Yeni yazının yazarları, kriptokromların bunu kuantum süper konumlandırmanın güçlerinden yararlanarak yaptığını gösteren çalışmaya işaret ediyor. Sadece hem de ekip, kriptokromlara olan ihtiyacı da sorgulayarak, rollerinin insanoğlu da iç oluş suretiyle bütün diri hücrelerde var olan bir molekülle değiştirilebileceğini gösteriyor.
Amerika Ulusal Fizik Laboratuvarı’ndan Dr. Alex Jones yapmış olduğu açıklamada “Işığın kriptokrom tarafınca emilmesi, kuantum fiziğine bağlı olarak, iki durumdan birini işgal eden etken bir kriptokrom formu oluşturabilen protein içindeki bir elektronun devinim etmesine sebep olur. Bir manyetik alanın varlığı, iki durumun göreli popülasyonlarını önemli ölçüde etkiler ve bu da bu proteinin ‘etken ömrünü’ önemli ölçüde etkiler” diyor.

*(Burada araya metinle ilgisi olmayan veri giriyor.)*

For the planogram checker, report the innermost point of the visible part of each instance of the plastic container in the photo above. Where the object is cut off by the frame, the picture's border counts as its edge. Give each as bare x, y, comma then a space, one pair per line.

Yazarlar, flavin adenin dinükleotit (FAD) molekülünün kriptokromlara bağlanarak manyetizmaya duyarlılıklarını oluşturduğunu gösterdi. bundan farklı olarak, kriptokromların FAD’ın kapasitesinin bir yükselticisi olabileceğini, işte sırf bunun için lüzumlu olmadığını da buldular.
Kriptokromlar olmadan bile, extra FAD olayı açıklamak ve iç yüzünü göstermek suretiyle tasarlanan sinek hücreleri, manyetik alanların varlığına cevap verebiliyordu ve bu alanların varlığında mavi ışığa karşı son derece kırılgan oluyorlardı. Manyetorepsiyon, bir taraf zincire elektron transferinden daha fazlasını gerektirmedi. Yazarlar, kriptokromların bundan fayda görmek için evrimleşmiş olabileceğini düşünüyor.
Leicester Üniversitesi’nden ortak yazar Profesör Ezio Rosato, “Bu emek verme, manyetik alana maruz kalmanın potansiyel olarak insanoğlu üstündeki etkilerini daha iyi değerlendirmemize izin verebilir” diyor.
Göçmen hayvanlar manyetik alanları algılamanın yanında ayrıca, bu alanların değişik açılara haiz olması olanakları sayesinde yanlarını de hissedebilirler. Sineklerin bu bilgilerden bir yarar sağlayıp sağlamadığı ya da bunun göçmen bir atadan kalan bir vasıf olup olmadığı halen bilinmiyor.
Yazı Nature’da açık erişim olarak gösterildi.